What's your songwriting process?


Saturday, October 11, 2008

Mastering Your Final Mix

Ok, I so you have a great mix of your new tune, but from a volume and tonal perspective you may find yourself asking, "Why does it not stand up to my favorite songs from other professional artists?" Chances are, you're ready for a few pointers on mastering audio!

Before I get too far, IMHO, this is a process that's best left for engineers who specialize in Mastering. If there was one part of the process I'd give in and involve someone else, it would be the mastering process. But like most DYI'ers...such as either have a budget (you've spent all your money already on guitars and recording gear!) or you just have a desire to do it all!

I'm not a professional audio engineer, but I wanted to share a few tips from my recent learnings mastering the audio for songs I posted this month on this website

What is Mastering?
Mastering is the final step in the recording process, to sweeten the sonic tonality and volume of your final mix so its ready for retail. Mastering is about your entire final mix...not individual tracks. The pros have a lot of personal tricks and tools to get songs to sound clearer and better. But mostly it's equalization, compression, limiting, and cross fading to give your song a more polished "commercial" sound.

Unmastered Audio Wav Form
This image illustrates a typical wav form from a final mix. Note the dynamic nature of the file. There are loud and quiet spots throughout the mix

Mastered Audio Wav Form
This image illustrates a typical Mastered audio file. Note how the entire mix seems to hover around the same volume. This is the result of the compression that's typically applied to an audio file during the mastering process. This creates a full, even volume throughout the song.

#1 - Create a playlist (or CD) of favorite tunes you think your song should fit in with
Ask yourself, "What do I want my songs to sound like?" This was actually the fun part. I plowed through my iTunes library and located about five (5) or six(6) songs that closely represented how I wanted my songs to sound. Use these songs to set a bar. Every mix you make, burn it to a CD or make a playlist and place your songs right into the middle of that list. Listen to it often. You will quickly hear the shortcomings of your well as other things about your song.

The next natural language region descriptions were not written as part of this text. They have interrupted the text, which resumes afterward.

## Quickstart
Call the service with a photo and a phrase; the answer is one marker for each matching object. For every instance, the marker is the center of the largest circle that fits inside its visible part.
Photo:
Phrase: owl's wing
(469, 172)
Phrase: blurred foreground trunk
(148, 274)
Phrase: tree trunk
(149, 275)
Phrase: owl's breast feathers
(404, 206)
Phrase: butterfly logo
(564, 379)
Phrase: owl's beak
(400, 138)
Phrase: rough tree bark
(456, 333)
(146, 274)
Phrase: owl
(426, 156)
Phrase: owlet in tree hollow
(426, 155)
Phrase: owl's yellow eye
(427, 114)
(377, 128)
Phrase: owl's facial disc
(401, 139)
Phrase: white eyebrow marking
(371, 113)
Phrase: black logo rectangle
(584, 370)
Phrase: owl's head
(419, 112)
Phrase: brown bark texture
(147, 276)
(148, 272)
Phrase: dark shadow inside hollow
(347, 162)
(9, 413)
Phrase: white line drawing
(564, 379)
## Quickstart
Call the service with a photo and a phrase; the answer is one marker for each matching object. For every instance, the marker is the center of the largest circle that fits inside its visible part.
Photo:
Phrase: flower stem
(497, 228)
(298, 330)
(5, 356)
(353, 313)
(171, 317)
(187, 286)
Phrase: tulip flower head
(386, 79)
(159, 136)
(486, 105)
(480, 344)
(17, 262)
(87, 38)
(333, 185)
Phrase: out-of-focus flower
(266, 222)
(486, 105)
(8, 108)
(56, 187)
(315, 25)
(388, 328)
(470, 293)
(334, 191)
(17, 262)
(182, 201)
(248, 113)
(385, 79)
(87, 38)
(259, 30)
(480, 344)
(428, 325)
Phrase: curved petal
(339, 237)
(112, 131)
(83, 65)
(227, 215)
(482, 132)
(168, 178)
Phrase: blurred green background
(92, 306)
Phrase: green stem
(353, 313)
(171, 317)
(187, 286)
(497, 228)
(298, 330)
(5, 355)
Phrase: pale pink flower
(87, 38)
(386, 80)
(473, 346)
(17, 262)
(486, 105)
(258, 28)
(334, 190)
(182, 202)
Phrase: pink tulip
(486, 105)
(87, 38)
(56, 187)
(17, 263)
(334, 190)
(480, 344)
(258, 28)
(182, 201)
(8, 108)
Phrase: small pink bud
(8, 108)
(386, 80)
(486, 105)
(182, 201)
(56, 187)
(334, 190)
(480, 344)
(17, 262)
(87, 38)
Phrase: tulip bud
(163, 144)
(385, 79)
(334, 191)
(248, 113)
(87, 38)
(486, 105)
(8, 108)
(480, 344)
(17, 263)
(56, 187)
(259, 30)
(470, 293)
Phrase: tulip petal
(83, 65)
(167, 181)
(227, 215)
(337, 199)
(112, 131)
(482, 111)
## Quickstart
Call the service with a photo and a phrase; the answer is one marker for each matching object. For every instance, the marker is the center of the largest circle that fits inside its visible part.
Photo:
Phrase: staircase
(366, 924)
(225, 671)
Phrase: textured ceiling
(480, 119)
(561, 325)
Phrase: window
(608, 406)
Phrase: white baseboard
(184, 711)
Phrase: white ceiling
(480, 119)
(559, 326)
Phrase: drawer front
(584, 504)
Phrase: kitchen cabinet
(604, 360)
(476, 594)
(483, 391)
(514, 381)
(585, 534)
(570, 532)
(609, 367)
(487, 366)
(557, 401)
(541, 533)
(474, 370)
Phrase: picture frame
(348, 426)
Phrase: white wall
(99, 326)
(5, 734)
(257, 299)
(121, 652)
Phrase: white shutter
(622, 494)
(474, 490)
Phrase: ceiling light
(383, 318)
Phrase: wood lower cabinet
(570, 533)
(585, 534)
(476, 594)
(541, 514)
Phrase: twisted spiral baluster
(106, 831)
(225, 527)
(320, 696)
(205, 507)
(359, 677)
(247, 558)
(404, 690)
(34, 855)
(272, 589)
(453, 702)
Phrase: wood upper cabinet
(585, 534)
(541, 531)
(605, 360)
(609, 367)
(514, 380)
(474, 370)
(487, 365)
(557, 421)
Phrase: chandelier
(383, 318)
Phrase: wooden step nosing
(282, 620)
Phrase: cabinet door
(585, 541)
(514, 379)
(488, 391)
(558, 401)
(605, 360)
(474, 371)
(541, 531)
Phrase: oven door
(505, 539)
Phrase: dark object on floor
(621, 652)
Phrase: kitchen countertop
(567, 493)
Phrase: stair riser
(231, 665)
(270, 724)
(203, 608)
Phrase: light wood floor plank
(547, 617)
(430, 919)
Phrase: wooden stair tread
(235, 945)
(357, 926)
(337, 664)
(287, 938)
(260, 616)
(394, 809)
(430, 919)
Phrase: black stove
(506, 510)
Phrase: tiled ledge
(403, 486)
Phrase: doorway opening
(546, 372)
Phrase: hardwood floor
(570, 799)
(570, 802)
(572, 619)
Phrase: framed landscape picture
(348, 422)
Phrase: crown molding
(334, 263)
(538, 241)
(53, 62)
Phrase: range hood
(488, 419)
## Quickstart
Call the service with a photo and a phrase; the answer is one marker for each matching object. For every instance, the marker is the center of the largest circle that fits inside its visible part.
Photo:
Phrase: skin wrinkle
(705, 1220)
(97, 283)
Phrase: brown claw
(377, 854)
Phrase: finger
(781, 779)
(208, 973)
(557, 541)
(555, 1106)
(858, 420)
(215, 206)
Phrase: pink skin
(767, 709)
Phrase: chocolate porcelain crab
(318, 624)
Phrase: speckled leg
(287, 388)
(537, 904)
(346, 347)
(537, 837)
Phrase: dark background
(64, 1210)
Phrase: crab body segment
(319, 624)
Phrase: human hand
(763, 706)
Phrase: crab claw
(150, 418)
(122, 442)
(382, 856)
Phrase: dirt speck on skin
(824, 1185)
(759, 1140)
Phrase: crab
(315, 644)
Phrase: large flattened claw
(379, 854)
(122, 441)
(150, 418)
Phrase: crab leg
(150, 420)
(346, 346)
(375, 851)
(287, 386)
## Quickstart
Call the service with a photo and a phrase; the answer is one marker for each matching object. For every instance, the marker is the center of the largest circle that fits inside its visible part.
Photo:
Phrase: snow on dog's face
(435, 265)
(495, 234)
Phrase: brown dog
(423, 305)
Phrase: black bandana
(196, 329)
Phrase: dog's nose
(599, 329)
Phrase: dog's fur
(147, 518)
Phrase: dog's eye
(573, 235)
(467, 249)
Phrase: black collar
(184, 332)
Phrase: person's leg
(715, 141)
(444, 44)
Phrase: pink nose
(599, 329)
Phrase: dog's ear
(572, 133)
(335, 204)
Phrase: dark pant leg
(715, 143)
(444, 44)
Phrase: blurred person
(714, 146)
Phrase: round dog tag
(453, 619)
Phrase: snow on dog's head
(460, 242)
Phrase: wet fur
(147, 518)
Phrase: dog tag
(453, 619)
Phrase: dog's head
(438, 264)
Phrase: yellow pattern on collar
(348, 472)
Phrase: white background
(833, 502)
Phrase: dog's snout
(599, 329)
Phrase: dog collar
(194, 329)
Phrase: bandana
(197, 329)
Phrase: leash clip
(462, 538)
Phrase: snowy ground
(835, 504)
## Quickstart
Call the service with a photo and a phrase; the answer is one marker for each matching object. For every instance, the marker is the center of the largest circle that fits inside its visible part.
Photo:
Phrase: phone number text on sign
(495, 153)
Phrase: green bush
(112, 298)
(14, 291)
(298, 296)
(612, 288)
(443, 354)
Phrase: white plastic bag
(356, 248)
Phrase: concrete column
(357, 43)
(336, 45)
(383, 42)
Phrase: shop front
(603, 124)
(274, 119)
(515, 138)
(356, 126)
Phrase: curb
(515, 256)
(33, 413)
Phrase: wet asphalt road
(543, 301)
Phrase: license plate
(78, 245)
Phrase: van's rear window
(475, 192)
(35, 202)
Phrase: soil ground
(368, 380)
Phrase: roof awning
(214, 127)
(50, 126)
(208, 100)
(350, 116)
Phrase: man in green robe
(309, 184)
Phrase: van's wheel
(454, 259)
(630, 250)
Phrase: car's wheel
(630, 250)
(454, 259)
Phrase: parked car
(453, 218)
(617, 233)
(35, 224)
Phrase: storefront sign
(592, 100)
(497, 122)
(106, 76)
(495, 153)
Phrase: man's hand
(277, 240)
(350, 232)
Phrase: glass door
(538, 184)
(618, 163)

But don't be too harsh on yourself. You didn't want to sound exactly like them anyway!

#2- Listen to your mastered mix on various systems
Take your CD or playlist and play it in your car, on your computer, your home stereo system, upload it to your website and stream it. Note the differences in those systems and account for it in your critque. (e.g. Car Stereos tend to be very bassy, computers can be very "tinny") Unless you are specifically targeting a perticular audio system (chances are you aren't) make a holistic assessment of your mix and determine what further work needs to be done.

#3- Take the time to mix your audio just right...and then be prepared to remix it again after you master it
Once you do your first pass mastering your audio, you will probibly start identifying some issues with your mix, since you can now hear more. Factor this into your process. You will probibly have to return to your original mix to rebalance some of your tracks to compensate for the clarity your mastering will be bringing out in your songs.

#4- Refresh your ears
Wait a few days or weeks minimum after you have finished the mixdown to let your ears get refreshed, and listen to the track and find out what's wrong with it before getting frustrated. It's easy to get into an endless cycle of reaching for any plugins and/or outboard gear trying to fix your mix only to find out that its only getting worse...not better.

#5-Less is more
Again, avoid over saturating your mix with plugins or effects. In the end, mastering should be very transparent. Only put on what your track needs, if you can't hear anything that's wrong or you don't know how to fix it then don't do a thing and send it to someone else with more experience to master.

I mix my audio using Digidesigns ProTools 7.4 and do my mastering in Adobe Soundbooth CS3. I found Soundbooth to be a very basic application with a good array of mastering tools/setting. But not too much to get myself in trouble with. It keeps me in a good place!

Have fun!

What has your experience been mastering audio on your own? Let me know!